13 May, 2016 - 13:23

The second important phase of the preliminary investigation is called the informal assessment. This is an unstructured search of the marketing environment. It enables the researcher to become familiar with the problem setting. This is particularly important for the outside consultant who needs to become acquainted with the company, its customers, its products, and all of the marketing conditions surrounding the problems. It is also wise for the company researcher to refresh his/her knowledge of those internal factors bearing on the problem and also to discover the external elements involved.

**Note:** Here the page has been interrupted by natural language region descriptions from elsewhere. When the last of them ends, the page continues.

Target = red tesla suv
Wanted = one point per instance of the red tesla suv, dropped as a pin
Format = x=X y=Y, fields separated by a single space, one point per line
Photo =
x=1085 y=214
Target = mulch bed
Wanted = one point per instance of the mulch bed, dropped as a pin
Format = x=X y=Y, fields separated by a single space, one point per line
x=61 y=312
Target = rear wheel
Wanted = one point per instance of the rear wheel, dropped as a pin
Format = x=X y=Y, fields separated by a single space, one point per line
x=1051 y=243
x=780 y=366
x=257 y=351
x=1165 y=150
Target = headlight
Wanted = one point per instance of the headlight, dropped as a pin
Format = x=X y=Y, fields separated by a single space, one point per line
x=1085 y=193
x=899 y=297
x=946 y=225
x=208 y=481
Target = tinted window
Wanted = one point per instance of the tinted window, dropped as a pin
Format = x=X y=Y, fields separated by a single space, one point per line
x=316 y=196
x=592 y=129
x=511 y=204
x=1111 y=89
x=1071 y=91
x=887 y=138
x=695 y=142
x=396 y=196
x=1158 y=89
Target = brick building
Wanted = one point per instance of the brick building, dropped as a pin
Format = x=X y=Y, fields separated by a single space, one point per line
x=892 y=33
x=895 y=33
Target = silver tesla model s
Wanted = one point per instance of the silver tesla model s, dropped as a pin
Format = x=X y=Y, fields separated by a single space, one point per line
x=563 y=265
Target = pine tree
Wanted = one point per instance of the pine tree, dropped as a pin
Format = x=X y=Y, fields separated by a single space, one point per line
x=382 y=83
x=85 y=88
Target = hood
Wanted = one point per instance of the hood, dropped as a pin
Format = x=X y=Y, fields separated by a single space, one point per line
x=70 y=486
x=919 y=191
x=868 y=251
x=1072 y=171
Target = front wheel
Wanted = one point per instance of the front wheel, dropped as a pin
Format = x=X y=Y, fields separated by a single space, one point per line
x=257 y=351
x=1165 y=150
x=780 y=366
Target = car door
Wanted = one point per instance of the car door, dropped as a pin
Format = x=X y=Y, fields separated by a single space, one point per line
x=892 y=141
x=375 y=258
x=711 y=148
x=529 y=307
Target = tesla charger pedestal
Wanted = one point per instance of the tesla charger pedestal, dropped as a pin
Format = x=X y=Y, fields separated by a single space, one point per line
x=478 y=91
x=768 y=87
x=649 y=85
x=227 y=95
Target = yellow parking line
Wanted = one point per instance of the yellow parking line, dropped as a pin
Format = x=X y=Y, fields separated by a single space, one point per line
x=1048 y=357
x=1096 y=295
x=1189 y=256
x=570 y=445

The informal investigation goes beyond merely "getting acquainted" with the problem and its marketing setting, however. The final result of the preliminary investigation is the creation of a set of research questions. In marketing research, these questions can be stated as a tentative explanation of the problem that the research is designed to solve. For example, if a marketing manager is trying to solve a problem that involves an important loss of market share in a particular area of the country, an informal investigation might reveal three possible reasons for the decline in market position. These reasons, until verified by thorough study, can best be stated as research statements:

  • The decline in market share is the result of increased competitive advertising in the area.
  • The decline in market share is the result of the text marketing of a new product by a major competitor.
  • The decline in market share is the result of "stock outs" at the retail level caused by a trucking strike in the area.

In attempting to verify one or more of these hypothetical statements, the researcher examines company records to uncover new sources of information or to discover relationships in old data with bearing on the current problem. Interviews with company executives and operating personnel are often conducted. Interviews are also conducted with various persons outside the company whose opinions might be expected to have some relevance to the problem. The preliminary search is always limited to obtaining an insight into the problem and into possible solutions for it.

in the final phase of the preliminary investigation, the researcher analyzes the results he has so far obtained and restates them in the form of research questions to be tested in the subsequent research steps.